Характерно, что поэзия Козлова практически не эволюционировала. Полемические бури и разнообразные поиски «нового слова» не затрагивали поэта, легко нашедшего свою стезю и удивительным образом сочетавшего монотонию с универсальностью.
Если Козлов словно бы заранее отказался от внутреннего движения, то для большинства его современников дело обстояло решительно иначе. История внесла свои жестокие коррективы в литературные размолвки 1824–1825 годов – после 14 декабря все стало иначе, не только для казненного через полгода Рылеева и отторгнутого от литературной жизни, погребенного в одиночных казематах Кюхельбекера, но и для тех, кто оставался на свободе. Новое царствование было встречено с осторожным оптимизмом, не отменяющим скорби о друзьях, товарищах, братьях. Редкие анонимные публикации Кюхельбекера и Александра Одоевского – дело рук Дельвига, Вяземского, Пушкина, верных духу «союза поэтов». Сам «союз», осознаваемый как высокая и необходимая ценность (здесь узник Кюхельбекер был абсолютно солидарен с Дельвигом и Пушкиным), претерпевал не всегда радостные изменения.
Шесть подекабрьских выпусков Дельвигова альманаха «Северные цветы», два альманаха «Подснежник», подготовленные опять-таки при живейшем участии Дельвига, издание «Литературной газеты» – этапы борьбы за единство высокой поэзии перед лицом антипоэтического века. Шла эта борьба с переменным успехом.
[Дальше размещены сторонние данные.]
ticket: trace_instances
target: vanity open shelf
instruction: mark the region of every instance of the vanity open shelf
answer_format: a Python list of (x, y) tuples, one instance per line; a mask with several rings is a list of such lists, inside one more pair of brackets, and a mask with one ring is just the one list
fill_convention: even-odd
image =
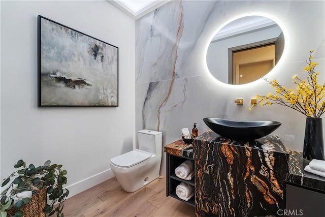
[(193, 177), (193, 178), (191, 180), (184, 180), (176, 176), (175, 173), (175, 168), (187, 159), (193, 161), (194, 163), (194, 161), (192, 158), (186, 157), (185, 156), (175, 155), (169, 153), (168, 152), (167, 153), (166, 182), (167, 188), (166, 193), (167, 197), (171, 196), (177, 199), (177, 200), (179, 200), (181, 201), (187, 203), (192, 206), (195, 207), (195, 195), (192, 197), (187, 201), (186, 201), (179, 198), (178, 196), (177, 196), (177, 195), (176, 195), (176, 187), (182, 182), (189, 184), (195, 188), (195, 181), (194, 177)]

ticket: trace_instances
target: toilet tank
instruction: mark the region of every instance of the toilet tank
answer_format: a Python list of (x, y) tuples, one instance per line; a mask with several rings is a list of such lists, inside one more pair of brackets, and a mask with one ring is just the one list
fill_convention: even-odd
[(149, 130), (138, 131), (139, 149), (153, 154), (161, 154), (162, 134)]

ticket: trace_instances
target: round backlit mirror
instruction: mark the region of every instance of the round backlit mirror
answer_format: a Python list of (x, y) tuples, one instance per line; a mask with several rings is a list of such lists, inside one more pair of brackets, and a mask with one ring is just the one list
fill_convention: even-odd
[(243, 17), (218, 31), (208, 48), (207, 65), (223, 83), (250, 83), (274, 67), (284, 47), (283, 34), (274, 21), (262, 16)]

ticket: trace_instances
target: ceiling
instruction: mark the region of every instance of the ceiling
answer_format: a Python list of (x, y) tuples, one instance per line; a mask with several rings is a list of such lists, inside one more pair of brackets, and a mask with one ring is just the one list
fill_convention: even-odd
[(107, 0), (127, 15), (138, 19), (170, 0)]

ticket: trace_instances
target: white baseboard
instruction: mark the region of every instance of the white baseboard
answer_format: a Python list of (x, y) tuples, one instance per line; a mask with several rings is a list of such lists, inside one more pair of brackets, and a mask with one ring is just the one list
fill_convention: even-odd
[(109, 169), (107, 170), (85, 178), (74, 184), (64, 187), (65, 188), (69, 190), (69, 195), (68, 198), (69, 198), (76, 195), (114, 176), (112, 170)]

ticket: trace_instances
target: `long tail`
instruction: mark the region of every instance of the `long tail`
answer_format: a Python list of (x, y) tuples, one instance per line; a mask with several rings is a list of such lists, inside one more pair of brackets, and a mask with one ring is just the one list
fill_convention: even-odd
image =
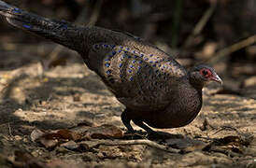
[(15, 27), (33, 32), (78, 52), (84, 51), (81, 27), (29, 13), (1, 0), (0, 15), (5, 16)]

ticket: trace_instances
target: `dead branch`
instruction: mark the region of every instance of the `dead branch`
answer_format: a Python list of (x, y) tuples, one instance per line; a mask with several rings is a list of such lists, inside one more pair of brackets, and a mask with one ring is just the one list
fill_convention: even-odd
[(97, 148), (99, 146), (137, 146), (137, 145), (144, 145), (150, 147), (152, 148), (164, 150), (166, 152), (170, 153), (178, 153), (180, 150), (172, 148), (170, 147), (163, 146), (160, 144), (157, 144), (153, 141), (149, 141), (148, 139), (138, 139), (138, 140), (114, 140), (114, 141), (109, 141), (109, 140), (100, 140), (100, 141), (95, 141), (91, 147), (95, 147)]
[(219, 63), (220, 61), (223, 60), (224, 57), (226, 57), (227, 55), (230, 55), (231, 53), (233, 53), (236, 50), (239, 50), (243, 48), (252, 45), (255, 42), (256, 42), (256, 35), (249, 36), (247, 39), (239, 41), (238, 43), (235, 43), (230, 47), (227, 47), (227, 48), (220, 50), (215, 55), (211, 56), (211, 58), (207, 61), (207, 63), (215, 64), (215, 63)]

И дело не сводилось к сложностям политического характера (настороженность правительства по отношению к литераторам, сформировавшимся в александровскую эпоху, друзьям поверженных заговорщиков, была постоянной, не слишком справедливой и зачастую оскорбительной) или изменению литературной конъюнктуры (наступление развлекательно-обличительной прозы, выразившееся в удивительном для литераторов пушкинского круга коммерческом успехе романов ловкого сочинителя, журналиста и политикана Булгарина). По-прежнему болезненно стояла проблема все размножающихся (и требующих признания) эпигонов. Трудно было сочетать привычный литературоцентризм с ростом философских, исторических, естественнонаучных, политических интересов в обществе. При этом представление о поэзии как универсальном языке оставалось в силе: многочисленные совершенно внепоэтические идеи требовали себе «поэтического» воплощения, а их адепты оказывались очередными незадачливыми реформаторами русской словесности. (Веневитинов был первым в этом ряду; другое дело, что, доведись ему избежать ранней смерти, он, вероятно, мог бы оказаться разумным посредником между молодыми московскими мыслителями и кругом Дельвига – Пушкина.) Сказывались и естественные человеческие расхождения прежних друзей – во второй половине 1820-х они, впрочем, еще не были столь болезненны, как позднее. Рубеж определяется с грустной точностью – 14 января 1831 года, смерть Дельвига.